MicroStrategyのSaylor CEOはビットコインの擁護者としても有名な人物。これまでビットコインの教育コンテンツなどを配信してきたほか、昨年9月時点では財務資産で持つビットコインは「それらを売るために、買っているわけではない」と発言し、企業としてのビットコインホルダーの姿勢を示してきた。

取締会の役員(ボードメンバー)報酬についても、現金の代わりにその報酬をBTCに変えて支払う方針を発表しており、ビットコインの将来性を見込んでいる姿勢はこれまでと同様に強気だ。

一方で、ビットコインをさらに購入するのも売却するのも企業の財務状況や株主の意見などに関わるため、CEOの一存では押し通せない点もある。

とはいえ、Saylor氏はこの財務資料をSNSに掲載するとともに、「Q1は我が社はこれまで数年間において最も業績が良く、10%ほどの収益成長を記録した…会社として今後も91,579 BTCのビットコインを保有し続ける」とコメントしており、ビットコインを売却するのはあくまで可能性として、事前に投資家向けに伝えたとする見方が強い。

MicroStrategyのほか、TeslaやSquareなどの上場企業もビットコインを保有している。

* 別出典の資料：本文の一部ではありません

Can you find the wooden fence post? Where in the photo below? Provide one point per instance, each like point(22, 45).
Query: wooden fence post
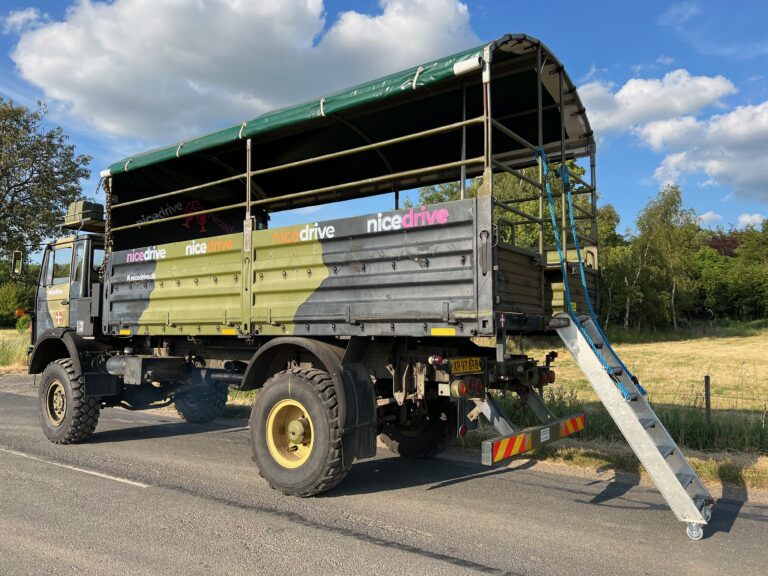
point(707, 398)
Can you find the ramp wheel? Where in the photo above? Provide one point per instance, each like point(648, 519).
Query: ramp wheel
point(295, 433)
point(695, 531)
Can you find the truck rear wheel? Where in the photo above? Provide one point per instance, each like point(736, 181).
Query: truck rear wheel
point(203, 404)
point(295, 432)
point(425, 438)
point(65, 414)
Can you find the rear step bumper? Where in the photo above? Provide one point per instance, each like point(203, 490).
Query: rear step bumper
point(504, 447)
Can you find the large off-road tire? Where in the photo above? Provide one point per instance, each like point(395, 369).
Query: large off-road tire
point(425, 439)
point(296, 434)
point(203, 404)
point(65, 414)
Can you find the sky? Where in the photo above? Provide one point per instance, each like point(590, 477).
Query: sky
point(677, 92)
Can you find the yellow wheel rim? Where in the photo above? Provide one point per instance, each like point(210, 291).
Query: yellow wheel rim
point(290, 435)
point(56, 403)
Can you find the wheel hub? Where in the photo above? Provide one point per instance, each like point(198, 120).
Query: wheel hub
point(289, 433)
point(56, 403)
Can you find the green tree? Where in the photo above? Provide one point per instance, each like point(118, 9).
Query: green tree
point(670, 231)
point(40, 175)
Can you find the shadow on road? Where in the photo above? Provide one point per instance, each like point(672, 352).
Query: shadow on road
point(379, 475)
point(159, 430)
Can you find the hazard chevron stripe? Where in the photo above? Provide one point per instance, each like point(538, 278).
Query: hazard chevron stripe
point(572, 425)
point(511, 446)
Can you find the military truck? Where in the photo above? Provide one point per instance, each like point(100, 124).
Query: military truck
point(393, 324)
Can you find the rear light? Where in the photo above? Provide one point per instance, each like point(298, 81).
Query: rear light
point(470, 386)
point(436, 360)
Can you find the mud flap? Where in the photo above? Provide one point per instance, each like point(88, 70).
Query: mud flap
point(358, 436)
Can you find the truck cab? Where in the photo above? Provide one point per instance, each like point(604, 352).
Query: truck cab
point(69, 289)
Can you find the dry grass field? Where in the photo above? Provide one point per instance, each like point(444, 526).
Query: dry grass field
point(673, 372)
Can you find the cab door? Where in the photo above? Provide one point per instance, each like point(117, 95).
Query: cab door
point(52, 306)
point(84, 288)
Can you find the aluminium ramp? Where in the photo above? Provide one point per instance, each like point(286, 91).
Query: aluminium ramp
point(676, 480)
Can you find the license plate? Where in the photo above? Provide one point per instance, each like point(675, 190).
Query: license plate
point(466, 365)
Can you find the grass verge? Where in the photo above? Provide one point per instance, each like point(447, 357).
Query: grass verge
point(13, 351)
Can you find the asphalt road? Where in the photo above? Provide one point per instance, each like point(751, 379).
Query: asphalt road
point(148, 494)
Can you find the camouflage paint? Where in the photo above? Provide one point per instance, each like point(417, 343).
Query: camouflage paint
point(392, 273)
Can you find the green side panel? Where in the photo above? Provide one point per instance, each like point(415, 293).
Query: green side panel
point(286, 273)
point(377, 90)
point(182, 288)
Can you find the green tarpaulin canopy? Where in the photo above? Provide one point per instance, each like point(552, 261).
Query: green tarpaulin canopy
point(412, 80)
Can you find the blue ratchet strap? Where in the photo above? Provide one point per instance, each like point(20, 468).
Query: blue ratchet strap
point(564, 174)
point(566, 292)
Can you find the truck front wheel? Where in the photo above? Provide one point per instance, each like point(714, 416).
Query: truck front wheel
point(295, 432)
point(66, 415)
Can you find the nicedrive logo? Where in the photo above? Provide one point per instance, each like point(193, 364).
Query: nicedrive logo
point(146, 255)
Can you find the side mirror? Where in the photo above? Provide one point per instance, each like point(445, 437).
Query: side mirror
point(17, 263)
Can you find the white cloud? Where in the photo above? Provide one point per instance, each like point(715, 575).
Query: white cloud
point(710, 217)
point(24, 19)
point(729, 148)
point(160, 70)
point(642, 100)
point(753, 220)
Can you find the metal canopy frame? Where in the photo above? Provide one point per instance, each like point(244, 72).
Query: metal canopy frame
point(508, 214)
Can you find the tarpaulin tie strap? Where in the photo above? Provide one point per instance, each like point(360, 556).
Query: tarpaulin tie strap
point(419, 70)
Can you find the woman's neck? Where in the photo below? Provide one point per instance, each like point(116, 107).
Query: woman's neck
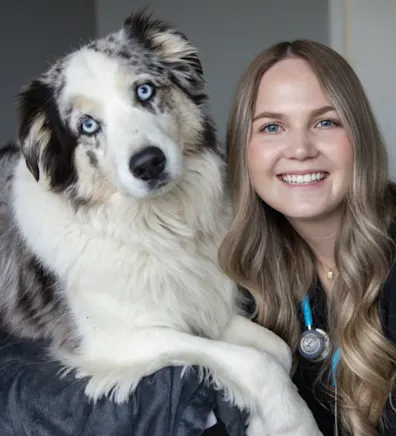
point(321, 235)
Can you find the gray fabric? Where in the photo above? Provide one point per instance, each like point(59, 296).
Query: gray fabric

保有数においてはMicroStrategyに続くのがTesla社だ。Teslaは先日、2月初めに投資していた1,600億円(15億ドル)に相当するビットコインのうち保有量の10%に当たる、約300億円分(2.72億ドル)のBTCを売却した。売却分を引いて現在保有しているビットコインは、2,700億円に相当する。